Created: 6/26/2013      Updated: 8/9/2016

It's a question I get asked all the time, ‘where do you get your animals from?’ There is no short answer, some are donated, some are left at our door, some are purchased, some are bred in house and some we go out and collect. For this last group we can’t just go out randomly picking up any animal we like the look of, as a scientific institution we have to have all the appropriate paperwork and permits to allow us to collect our specimens. Also we are collecting creatures for live display so we have to be very mindful of our collection methods.

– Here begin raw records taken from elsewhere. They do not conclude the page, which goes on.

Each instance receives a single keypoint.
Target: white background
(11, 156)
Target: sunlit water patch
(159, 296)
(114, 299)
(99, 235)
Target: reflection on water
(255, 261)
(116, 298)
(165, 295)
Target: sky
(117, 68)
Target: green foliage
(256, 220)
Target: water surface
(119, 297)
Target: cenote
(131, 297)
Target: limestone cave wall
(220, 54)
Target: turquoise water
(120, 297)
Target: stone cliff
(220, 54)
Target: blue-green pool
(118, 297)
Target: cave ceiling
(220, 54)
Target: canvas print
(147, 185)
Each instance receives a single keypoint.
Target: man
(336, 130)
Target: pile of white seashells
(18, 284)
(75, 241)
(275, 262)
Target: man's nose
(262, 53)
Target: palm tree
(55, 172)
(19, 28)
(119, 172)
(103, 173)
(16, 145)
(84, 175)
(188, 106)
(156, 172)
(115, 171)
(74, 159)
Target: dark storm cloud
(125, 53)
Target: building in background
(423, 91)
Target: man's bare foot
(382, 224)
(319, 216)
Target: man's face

This past week we were out collecting fish for our tanks in the Riverworks exhibit. Last year when we did this we had very little water to work in because of the drought, this year we had the opposite problem!

Biology team wading through a river

Trying to use a seine net in rushing water is a bit of a challenge to say the least and for the species we were looking for we needed to find some quieter bodies of water. It took us a while but we eventually found some good spots.

The seine net is held in place while a couple of people drive the fish forward into it.

Biology team catching fish

The net is then scooped up at the last moment to secure the fish in the middle of the net. This method ensures the fish are completely unharmed in the process and also allows us a good view of everything in the net.

Biology team examining their haul

You never know what you are going to find in the net, which is all part of the fun. This particular scoop had a number of huge Bullfrog tadpoles in it and also a rather startled looking frog in amongst the mud and weed. They all got safely returned to the water.

Bull Frog tadpoles

We were looking for compatible species to the ones we already have on display so this haul of Top Minnows were a great addition.

Minnows

Some of our cache is photographed and then returned to the river, like this beautiful Heelsplitter mussel.

Heelsplitter mussel

We also ‘do our bit’ collecting up invasive species. Well actually, one particular invasive species, the Rusty Crayfish. An extremely popular snack for our Blanding’s Turtles!

Rusty Crayfish

Inspite of the high water levels we had a very successful trip, bringing home lots of new fish which will undergo a 30 day quarantine period before going on display.